Alec lifted his coffee cup. “I’m in,” he said, and they toasted — Joshua hitting the cups a little too hard, spilling some coffee.
A lot more than coffee would be spilled in the days ahead.
“Here’s where we are,” Max said. “Dix and Luke are trying to crack Logan’s computer, but I doubt they’ll have much if any luck. White and his NSA goon squad took the old one, when they raided Logan’s prior apartment, and they still haven’t cracked the codes.”
“You know that for sure?” Alec asked.
She nodded. “Comes straight from Otto Gottlieb.”
Gottlieb, White’s former partner in the NSA, had seen the light and helped the transgenics capture Kelpy and bring White down at the NSA. Max wondered if Gottlieb could be of any help on this outing.
But Gottlieb had been rewarded by the NSA with a raise and promotion, for his whistle-blowing on White, and Max was afraid his loyalties these days might be too strongly NSA for her to risk trusting his involvement.
Alec said, “Why don’t I talk to Matt Sung — he might be able to help.”

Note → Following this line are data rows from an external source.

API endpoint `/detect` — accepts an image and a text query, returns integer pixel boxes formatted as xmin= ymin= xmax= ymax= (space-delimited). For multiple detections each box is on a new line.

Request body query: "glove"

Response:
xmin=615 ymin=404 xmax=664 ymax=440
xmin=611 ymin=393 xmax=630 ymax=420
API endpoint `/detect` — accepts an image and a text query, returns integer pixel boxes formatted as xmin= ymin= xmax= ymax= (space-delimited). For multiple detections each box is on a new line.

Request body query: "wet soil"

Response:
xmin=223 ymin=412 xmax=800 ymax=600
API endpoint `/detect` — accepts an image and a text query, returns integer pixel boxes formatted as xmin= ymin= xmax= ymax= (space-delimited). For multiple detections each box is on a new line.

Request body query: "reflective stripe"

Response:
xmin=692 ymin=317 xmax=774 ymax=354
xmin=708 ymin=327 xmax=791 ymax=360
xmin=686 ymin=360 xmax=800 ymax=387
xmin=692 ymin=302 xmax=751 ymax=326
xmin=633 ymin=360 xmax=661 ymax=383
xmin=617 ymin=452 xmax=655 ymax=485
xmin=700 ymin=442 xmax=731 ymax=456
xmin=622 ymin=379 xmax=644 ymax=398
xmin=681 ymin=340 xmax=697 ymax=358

Matt Sung, an Asian-American detective for the Seattle P.D., had helped Eyes Only on numerous occasions.
“Good call,” Max said. “Logan trusts Matt completely.” Then, turning to Mole, she added, “Can you track down Bling?”
Mole’s cigar bobbed as he nodded. “Count on it.”
Bling — Logan’s African-American physical therapist and occasional driver/bodyguard — knew more about Eyes Only operations than anybody this side of Logan himself.
With Logan wearing the exoskeleton more and more, Bling found himself with free time, now that Logan was doing less rehab and getting himself around. They hadn’t seen Bling for several months, but she knew Logan talked to him regularly and was sure he was still in the city somewhere.
“How can Joshua help?” Joshua asked.
Max couldn’t exactly send a six-foot-four-inch Dog Boy out to do anything inconspicuous; when it came time to kick ass and take names, Joshua would be the point man. But she couldn’t bench him now — it would hurt Joshua, whose fondness for Logan she found touching.
She said, “Go over to Father’s house and look around. Logan laid low there for a while — maybe he left something behind that’ll lead us to the boy.”